[Clipart 011] Angry Nerd

[Clipart 011] Angry Nerd



The moment he barged into the room and we saw his bald, glasses-covered head and suspender-covered body, we sighed. We then plugged our noses to hide from his body odor. It did not work quite as we hoped.

“You petulant normalcies,” he bellowed. We didn’t think to respond, lest he think we agreed with him. This was at the risk of letting him continue his rant, which he indeed did.
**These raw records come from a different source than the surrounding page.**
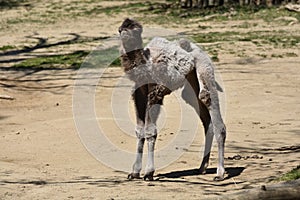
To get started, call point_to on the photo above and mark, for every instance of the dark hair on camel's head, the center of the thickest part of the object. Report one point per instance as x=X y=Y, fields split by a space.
x=130 y=24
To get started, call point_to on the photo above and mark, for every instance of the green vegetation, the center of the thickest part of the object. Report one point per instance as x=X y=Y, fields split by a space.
x=7 y=47
x=72 y=60
x=276 y=39
x=75 y=60
x=292 y=175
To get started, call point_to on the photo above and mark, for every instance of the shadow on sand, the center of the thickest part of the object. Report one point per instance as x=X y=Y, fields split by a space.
x=231 y=172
“Your silence merely enhances my notion that my superiority is rock-solid while yours is tenuous at best,” he prattled on. “I cannot allow myself to be spoiled by your low-level interests that are clearly a tainted substitution for my own, really.”

“That is where your grandstanding words fall short of their intended mark,” we told him. “You are the one whose existence relies only on negativities and the incorrect presuppositions about entire groups of people.”

He looked at us with anger. His fists balled up, and he hunched over. He would have exploded except that he was not a bomb. We tried to calm him, some of us grabbing his arms in case he broke out in violence, and others backing away in fear. Needless to say, we did not soothe his emotions.

“Wretched beings! I will not let you force me to stand for this!” We let go of him, and he sat down in a chair. “Regardless of what you think of me, your inferiority is a blight on an otherwise-beautiful plane that is my perception of reality. I wish for you to leave it, all of you.”

“We cannot abide by something that only you alone can accomplish; you must abandon your foolish notions at once,” we pleaded.

“Make it so, even so!” he shouted. “I am not some tit for tat lover of media. I reign supreme as the sole source of cultured artistic expression’s true audience.”

We tried desperately to interpret his words. We tried finding meaning where there was none, analyze his status as an angry nerd in a broader socio-cultural context. Alas, we found nothing, and in the meantime, his rampage took a great toll on all of us.